Bangladesh Jails 2 Rohingya for Protesting Repatriation

Kamran Reza Chowdhury and Tushar Tohin
2018.01.24
Cox’s Bazar, Bangladesh
180124_BD_Rohingya_620.jpeg Refugees walk through Balukhali refugee camp in Ukhia, Bangladesh, Jan. 24, 2018.
Kamran Reza Chowdhury/BenarNews

Two Rohingya men have been jailed for seven days in Bangladesh for protesting government plans to repatriate thousands of their people to Myanmar, police said Wednesday.

Banners that appeared at refugee camps in southeastern Bangladesh listing conditions that Rohingya want to see in place before they agree to go home have also been removed.

“We have removed the banners because the Rohingya are not Bangladesh citizens. So, they do not have any right to demonstrate according to the law of the land,” Abul Khair, officer-in-charge of the Ukhia police station, told BenarNews.

He said a mobile court on Wednesday had jailed Balukhali refugee camp residents Abdur Rashid, 27, and Abdul Jabbar, 30, for one week for “spreading anti-repatriation rumors.” Another Rohingya man detained on similar charges was found innocent and released.

“They have been circulating among the common Rohingya that they should not return.

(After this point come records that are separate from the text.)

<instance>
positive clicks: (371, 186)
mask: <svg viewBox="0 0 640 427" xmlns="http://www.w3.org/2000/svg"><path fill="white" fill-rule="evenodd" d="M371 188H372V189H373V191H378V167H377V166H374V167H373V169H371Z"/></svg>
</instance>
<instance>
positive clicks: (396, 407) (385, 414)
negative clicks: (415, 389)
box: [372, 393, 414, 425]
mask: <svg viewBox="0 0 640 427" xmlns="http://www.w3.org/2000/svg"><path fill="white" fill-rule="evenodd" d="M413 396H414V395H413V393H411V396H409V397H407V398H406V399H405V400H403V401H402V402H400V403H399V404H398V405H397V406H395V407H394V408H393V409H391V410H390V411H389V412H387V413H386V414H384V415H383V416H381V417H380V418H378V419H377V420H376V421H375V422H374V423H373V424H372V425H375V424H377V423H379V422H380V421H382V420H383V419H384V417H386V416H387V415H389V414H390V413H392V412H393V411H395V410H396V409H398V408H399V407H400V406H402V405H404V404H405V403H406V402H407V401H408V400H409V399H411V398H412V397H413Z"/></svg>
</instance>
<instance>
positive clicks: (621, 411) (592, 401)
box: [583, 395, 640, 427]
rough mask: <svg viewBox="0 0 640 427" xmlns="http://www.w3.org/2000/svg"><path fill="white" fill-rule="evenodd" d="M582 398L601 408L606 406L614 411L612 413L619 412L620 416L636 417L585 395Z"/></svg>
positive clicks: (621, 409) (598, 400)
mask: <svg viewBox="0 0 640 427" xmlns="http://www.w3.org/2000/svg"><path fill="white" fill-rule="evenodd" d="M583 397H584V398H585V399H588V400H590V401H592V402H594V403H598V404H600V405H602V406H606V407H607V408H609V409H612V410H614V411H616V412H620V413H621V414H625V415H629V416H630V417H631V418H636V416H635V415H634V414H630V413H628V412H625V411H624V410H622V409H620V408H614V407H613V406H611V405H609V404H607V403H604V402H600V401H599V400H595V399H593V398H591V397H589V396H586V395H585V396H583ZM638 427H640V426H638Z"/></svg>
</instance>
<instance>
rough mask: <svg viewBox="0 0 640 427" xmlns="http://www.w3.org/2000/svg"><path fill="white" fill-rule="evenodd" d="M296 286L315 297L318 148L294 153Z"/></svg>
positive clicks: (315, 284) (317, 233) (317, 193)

They propagate that they would be killed or jailed if they returned,” Major Ruhul Amin, commander of the Rapid Action Battalion (RAB) in Cox’s Bazar district, told BenarNews.

On Friday and Monday, about 500 Rohingya refugees staged unprecedented at the Kutupalong and Balukhali refugee camps in the district to air concerns about their safety and other questions tied to repatriation plans.


No more protests planned

According to a bilateral deal inked in November 2017, Bangladesh was to send the first batch of refugees back to Myanmar this week, but officials admitted Monday that they were not ready and could not predict when the process would start.

International rights groups and the U.N. refugee agency (UNHCR) warned, meanwhile, that it was premature to begin repatriating some 688,000 refugees who fled Rakhine state in Myanmar since late August, amid a violent military crackdown against the persecuted Muslim minority.

“As of today, the necessary safeguards for potential returnees are absent, and there are continued restrictions on access for aid agencies, the media and other independent observers. At the same time, refugees from Rakhine State continue to arrive in Bangladesh,” UNHCR spokesperson Adrian Edwards said in a statement issued in Geneva on Tuesday.

No more repatriation protests were planned, residents of Balukhali camp who had participated in demonstrations there told BenarNews on Wednesday.

“Between Friday and Monday, we protested thrice at this site,” refugee Mohammad Zohar said.

Nurul Amin, 25, who was a teacher in Rakhine state before fleeing to Bangladesh, said he had written the demands in English on the protest banners that have since been removed.

“We, the Rohingya youths, talked to our seniors and staged the demonstration not to go back,” he told BenarNews. “If they grant us citizenship, we will go. We have no plan to stage further protests,” he said.

3 murders in 10 days

Elsewhere, the elite police unit RAB announced that its officers had arrested two Rohingya men who allegedly confessed to killing camp leader Mohammad Yousuf , 50, on Jan. 19 because he favored prompt repatriation.

“They warned Yousuf not to talk in favor of repatriation. Yousuf ignored the warning; so they killed him,” RAB commander Amin told BenarNews.

He said Rohingya refugees had been locked in internecine conflicts “over their interests at the camps.”

The killing was one of three that took place in Rohingya camps between Jan. 13 and 22.

“Many of our brothers have been fighting each other as a sequel to previous emnity in Arakan [Rakhine]. The people who were powerful in Rakhine are not powerful at camps. But their rivals are powerful at camps. So, they are fighting to take revenge,” Shahidul Islam, 55, a refugee living at Balukhali camp, told BenarNews.

In response to the violence, police have deployed 100 more officers in the area.

“From today, we have deployed 90 more police personnel under nine officers at three points around refugee camps in Ukhia. One officer-in-charge will supervise them,” additional police superintendent Afrozul Haque Tutul told BenarNews.

Rapid Action Battalion (RAB) personnel present Rohingya suspects Nur Mohammad, 30, and Ataur Rahman, 16, who allegedly confessed to killing a Rohingya camp leader because he supported refugee repatriation to Myanmar.
Rapid Action Battalion (RAB) personnel present Rohingya suspects Nur Mohammad, 30, and Ataur Rahman, 16, who allegedly confessed to killing a Rohingya camp leader because he supported refugee repatriation to Myanmar.